He stays alone and says life is hard. “But I could not expose my wife and daughters, aged 20 and 18, and sons aged 8 and 5, to the subsidence again. Our house had developed big cracks after the August 2017 incident. It could have fallen on our heads while we were asleep. We were all shaken,” he said.

He added that he had to send his children back to the village hurting their education. “My older daughter is a matriculate, my younger daughter has to appear for her matriculate. My younger daughter, however, has to appear for her matriculation. My sons were studying at the Gujarati School here, I was happy with their education.
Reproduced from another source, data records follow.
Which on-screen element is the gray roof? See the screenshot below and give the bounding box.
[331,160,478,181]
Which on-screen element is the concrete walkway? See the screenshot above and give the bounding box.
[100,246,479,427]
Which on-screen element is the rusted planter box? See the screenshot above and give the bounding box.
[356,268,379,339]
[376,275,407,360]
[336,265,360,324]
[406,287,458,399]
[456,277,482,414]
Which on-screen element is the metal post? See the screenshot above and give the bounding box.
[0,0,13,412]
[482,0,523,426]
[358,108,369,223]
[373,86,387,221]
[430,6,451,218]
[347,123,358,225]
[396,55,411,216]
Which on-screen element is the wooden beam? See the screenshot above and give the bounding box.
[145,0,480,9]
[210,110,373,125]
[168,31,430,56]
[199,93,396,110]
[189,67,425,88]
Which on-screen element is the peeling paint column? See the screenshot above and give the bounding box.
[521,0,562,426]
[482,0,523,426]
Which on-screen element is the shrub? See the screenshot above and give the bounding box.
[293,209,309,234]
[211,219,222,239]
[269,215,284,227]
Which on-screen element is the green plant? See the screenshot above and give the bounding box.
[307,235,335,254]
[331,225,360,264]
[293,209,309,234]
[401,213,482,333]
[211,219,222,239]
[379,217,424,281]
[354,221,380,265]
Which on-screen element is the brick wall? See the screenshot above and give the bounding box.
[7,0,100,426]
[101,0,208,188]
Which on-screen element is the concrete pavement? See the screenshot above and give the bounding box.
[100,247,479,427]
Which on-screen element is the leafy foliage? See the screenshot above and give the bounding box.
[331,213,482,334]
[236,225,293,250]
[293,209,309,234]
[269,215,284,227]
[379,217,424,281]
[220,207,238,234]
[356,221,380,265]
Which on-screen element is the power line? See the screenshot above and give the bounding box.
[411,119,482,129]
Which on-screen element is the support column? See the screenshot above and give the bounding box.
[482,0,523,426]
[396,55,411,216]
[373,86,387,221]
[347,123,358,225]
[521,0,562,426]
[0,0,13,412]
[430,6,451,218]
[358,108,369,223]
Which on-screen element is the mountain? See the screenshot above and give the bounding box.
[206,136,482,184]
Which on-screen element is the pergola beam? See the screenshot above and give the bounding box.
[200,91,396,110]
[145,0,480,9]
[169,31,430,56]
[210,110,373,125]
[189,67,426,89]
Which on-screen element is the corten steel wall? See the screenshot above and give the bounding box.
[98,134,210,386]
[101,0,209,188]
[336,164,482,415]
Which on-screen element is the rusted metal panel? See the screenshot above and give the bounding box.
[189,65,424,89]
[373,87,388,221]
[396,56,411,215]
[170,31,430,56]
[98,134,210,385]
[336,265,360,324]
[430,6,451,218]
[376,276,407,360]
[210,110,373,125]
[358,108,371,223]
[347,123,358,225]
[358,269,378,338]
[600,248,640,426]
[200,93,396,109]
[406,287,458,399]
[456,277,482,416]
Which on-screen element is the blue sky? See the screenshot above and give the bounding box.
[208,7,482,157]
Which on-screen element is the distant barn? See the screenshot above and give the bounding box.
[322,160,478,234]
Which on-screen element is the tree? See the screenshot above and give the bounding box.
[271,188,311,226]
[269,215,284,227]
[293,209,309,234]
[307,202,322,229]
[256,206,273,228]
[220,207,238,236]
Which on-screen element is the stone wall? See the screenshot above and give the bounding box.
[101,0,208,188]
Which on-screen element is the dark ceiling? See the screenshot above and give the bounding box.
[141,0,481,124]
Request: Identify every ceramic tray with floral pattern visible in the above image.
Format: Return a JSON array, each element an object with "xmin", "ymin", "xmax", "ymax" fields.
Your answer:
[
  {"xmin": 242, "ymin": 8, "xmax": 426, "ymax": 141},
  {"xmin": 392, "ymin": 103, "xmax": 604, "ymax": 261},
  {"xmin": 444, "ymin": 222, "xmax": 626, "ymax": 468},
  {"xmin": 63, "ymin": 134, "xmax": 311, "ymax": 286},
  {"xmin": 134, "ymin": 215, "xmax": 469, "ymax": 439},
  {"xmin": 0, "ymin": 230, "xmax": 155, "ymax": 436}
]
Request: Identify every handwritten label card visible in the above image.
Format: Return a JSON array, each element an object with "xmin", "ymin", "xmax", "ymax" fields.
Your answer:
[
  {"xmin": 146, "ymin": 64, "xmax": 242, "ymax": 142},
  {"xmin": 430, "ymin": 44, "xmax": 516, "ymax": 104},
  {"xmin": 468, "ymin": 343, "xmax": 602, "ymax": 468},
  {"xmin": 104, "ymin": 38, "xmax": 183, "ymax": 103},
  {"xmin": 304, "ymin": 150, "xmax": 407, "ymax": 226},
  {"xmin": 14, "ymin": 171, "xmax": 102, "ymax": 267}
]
Back in the village, their studies are suffering.”

Hari Chaudhary

Hari Chaudhary Picture by Shabbir Hussain

In Mohribandh, smoke and fire had been a part of their lives since 2001, but life had its moments too. “My sons were born here in Jharia, my income increased, we were all staying together. We had some good times here too till the subsidence changed everything. Many people fled in fear. I am staying here in a one-room place in Mohribandh because I don’t know where to go after my house developed cracks and I earn so little,” he said.

He added that Dhanbad mayor Chandrashekhar Agarwal, then ADM (law and order) Rakesh Kumar Dubey and local politicians had visited them after the incident and promised better rehabilitation. “Nothing happened,” he said.

What about the government’s long-in-the-making rehabilitation plans in the form of flats in Belgarhia, some 5km from Mohribandh?

“I don’t know,” Hari said. “All I know is that I have filled up all the forms and applications for the Jharia Rehabilitation and Development Authority (JRDA, the implementing agency for Jharia master plan). Don’t know when I will get a safe home. But Belgarhia has its own difficulties. It’s a remote place, there is no transport. I’ll have to walk to work and back,” he added.

More than 5 lakh people — or around 1 lakh families — live at 595 underground fire affected sites of Jharia, Katras, Nirsa and Baghmara which are together traditionally called the Jharia Coalfileld Region.

Does he have any message for politicians ahead of Assembly polls? “When they ask for my vote, I’ll ask them for my home,” he said.